Book Review: The Beaker and the Ballot

Ari Schulman reviews two books in the WSJ and argues that “Those on both left and right who invoke ‘science’ as a cover for political positions actually undermine public trust in science.”  Amen to that.  Once you start cherry-picking results it’s ideology, not science.

Central to that narrative, and to both of these books, is the practice of claiming that science simply says that one side of a political argument is right. Such claims typically misrepresent partial scientific understanding and invoke the authority of science as a cover for moral, philosophical and political premises that have not been argued or accepted. And this practice gets to the root of our science problem. What makes science special is that its claims don’t rest on authority but are available for anyone to rigorously question and verify. Yet there are far too many scientific advances today for anyone to know them all, and most are impractical for nonscientists to replicate. Thus we must place our trust in scientific authority.
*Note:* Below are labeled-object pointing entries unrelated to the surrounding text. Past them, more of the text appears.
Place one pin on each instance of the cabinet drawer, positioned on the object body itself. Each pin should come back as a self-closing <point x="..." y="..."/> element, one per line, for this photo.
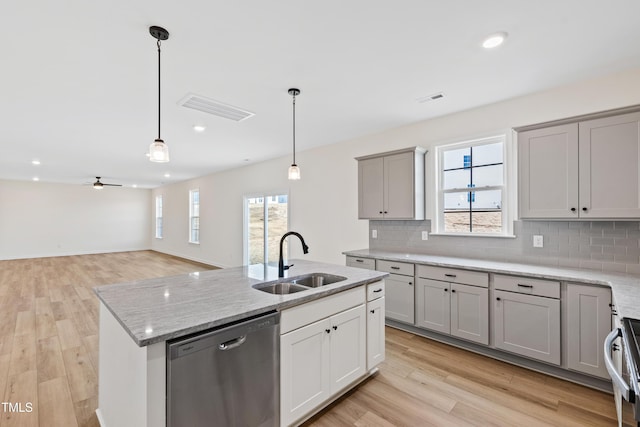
<point x="375" y="290"/>
<point x="526" y="285"/>
<point x="368" y="263"/>
<point x="396" y="267"/>
<point x="475" y="278"/>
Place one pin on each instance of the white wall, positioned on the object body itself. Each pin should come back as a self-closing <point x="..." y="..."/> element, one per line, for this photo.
<point x="38" y="219"/>
<point x="323" y="205"/>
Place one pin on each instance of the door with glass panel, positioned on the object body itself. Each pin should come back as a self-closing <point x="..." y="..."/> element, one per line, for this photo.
<point x="266" y="220"/>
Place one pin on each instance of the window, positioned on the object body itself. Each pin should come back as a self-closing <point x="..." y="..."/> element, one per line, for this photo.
<point x="194" y="216"/>
<point x="266" y="220"/>
<point x="158" y="217"/>
<point x="471" y="187"/>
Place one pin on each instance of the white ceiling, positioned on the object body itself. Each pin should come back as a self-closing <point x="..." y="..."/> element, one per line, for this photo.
<point x="78" y="79"/>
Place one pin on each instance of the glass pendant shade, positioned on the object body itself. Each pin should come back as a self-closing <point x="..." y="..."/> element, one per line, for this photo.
<point x="159" y="151"/>
<point x="294" y="172"/>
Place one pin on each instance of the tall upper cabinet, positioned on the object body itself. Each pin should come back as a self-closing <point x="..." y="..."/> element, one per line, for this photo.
<point x="586" y="169"/>
<point x="391" y="185"/>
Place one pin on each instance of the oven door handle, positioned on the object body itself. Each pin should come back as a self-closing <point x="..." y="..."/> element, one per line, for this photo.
<point x="617" y="379"/>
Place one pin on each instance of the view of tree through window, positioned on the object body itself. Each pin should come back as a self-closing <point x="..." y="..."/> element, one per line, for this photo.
<point x="477" y="167"/>
<point x="267" y="221"/>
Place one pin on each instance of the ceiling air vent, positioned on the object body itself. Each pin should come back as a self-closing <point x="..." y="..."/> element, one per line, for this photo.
<point x="217" y="108"/>
<point x="429" y="98"/>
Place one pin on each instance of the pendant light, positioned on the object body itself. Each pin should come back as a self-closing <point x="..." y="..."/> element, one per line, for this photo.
<point x="158" y="150"/>
<point x="294" y="170"/>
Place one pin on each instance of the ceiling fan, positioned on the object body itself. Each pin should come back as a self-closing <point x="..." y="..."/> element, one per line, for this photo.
<point x="99" y="185"/>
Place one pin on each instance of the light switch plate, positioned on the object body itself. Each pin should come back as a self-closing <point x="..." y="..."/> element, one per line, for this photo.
<point x="538" y="241"/>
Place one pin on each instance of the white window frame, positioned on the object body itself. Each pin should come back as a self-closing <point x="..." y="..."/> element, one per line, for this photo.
<point x="508" y="187"/>
<point x="159" y="219"/>
<point x="263" y="198"/>
<point x="192" y="215"/>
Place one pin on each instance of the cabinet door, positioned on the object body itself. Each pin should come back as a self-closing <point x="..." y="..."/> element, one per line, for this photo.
<point x="609" y="167"/>
<point x="470" y="313"/>
<point x="433" y="305"/>
<point x="588" y="323"/>
<point x="548" y="172"/>
<point x="528" y="325"/>
<point x="399" y="188"/>
<point x="370" y="188"/>
<point x="305" y="380"/>
<point x="400" y="298"/>
<point x="348" y="347"/>
<point x="375" y="333"/>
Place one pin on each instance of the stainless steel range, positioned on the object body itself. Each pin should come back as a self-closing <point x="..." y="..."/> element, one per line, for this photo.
<point x="622" y="359"/>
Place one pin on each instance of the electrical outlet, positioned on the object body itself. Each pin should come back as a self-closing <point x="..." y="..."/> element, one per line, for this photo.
<point x="538" y="241"/>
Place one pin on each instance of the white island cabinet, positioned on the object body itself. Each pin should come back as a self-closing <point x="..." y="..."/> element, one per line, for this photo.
<point x="323" y="350"/>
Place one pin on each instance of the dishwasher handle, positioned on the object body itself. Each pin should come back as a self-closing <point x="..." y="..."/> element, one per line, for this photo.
<point x="231" y="344"/>
<point x="617" y="379"/>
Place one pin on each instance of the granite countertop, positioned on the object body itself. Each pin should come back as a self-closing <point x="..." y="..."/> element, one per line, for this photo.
<point x="159" y="309"/>
<point x="625" y="288"/>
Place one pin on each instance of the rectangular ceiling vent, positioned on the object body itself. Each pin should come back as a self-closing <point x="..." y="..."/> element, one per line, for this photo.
<point x="217" y="108"/>
<point x="430" y="98"/>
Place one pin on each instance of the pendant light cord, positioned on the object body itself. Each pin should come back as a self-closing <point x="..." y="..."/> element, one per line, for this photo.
<point x="159" y="89"/>
<point x="294" y="129"/>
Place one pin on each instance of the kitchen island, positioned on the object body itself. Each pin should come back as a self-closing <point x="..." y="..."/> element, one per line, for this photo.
<point x="137" y="319"/>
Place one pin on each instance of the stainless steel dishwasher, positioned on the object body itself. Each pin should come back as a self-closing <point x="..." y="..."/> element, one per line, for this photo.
<point x="226" y="377"/>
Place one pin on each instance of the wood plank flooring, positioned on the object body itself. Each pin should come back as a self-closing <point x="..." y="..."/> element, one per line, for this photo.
<point x="49" y="331"/>
<point x="49" y="357"/>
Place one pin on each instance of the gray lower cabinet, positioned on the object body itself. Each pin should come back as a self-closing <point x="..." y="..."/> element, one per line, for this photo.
<point x="588" y="323"/>
<point x="453" y="308"/>
<point x="527" y="317"/>
<point x="399" y="290"/>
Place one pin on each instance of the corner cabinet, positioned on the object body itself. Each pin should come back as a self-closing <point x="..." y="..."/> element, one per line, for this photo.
<point x="587" y="169"/>
<point x="391" y="185"/>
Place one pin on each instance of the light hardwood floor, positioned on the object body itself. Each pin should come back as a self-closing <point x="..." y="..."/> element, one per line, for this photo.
<point x="49" y="352"/>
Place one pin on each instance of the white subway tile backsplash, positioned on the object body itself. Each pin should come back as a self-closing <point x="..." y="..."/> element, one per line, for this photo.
<point x="599" y="245"/>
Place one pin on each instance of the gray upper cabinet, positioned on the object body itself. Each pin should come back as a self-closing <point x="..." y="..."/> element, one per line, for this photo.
<point x="391" y="185"/>
<point x="588" y="169"/>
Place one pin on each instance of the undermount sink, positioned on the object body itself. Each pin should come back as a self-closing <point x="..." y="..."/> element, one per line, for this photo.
<point x="315" y="280"/>
<point x="299" y="283"/>
<point x="281" y="288"/>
But when science is invoked as the final word on claims for which it obviously isn’t, it subverts this very authority. What results is a general public distrust—irrational but in a sense reasonable—of science, providing grounds for people to resist findings that undermine their beliefs. Books written with the transparent aim of satiating the partisan palate may be as inevitable as politics itself, but the ones that abuse the authority of science to do so make worse the very problem they claim to be fighting.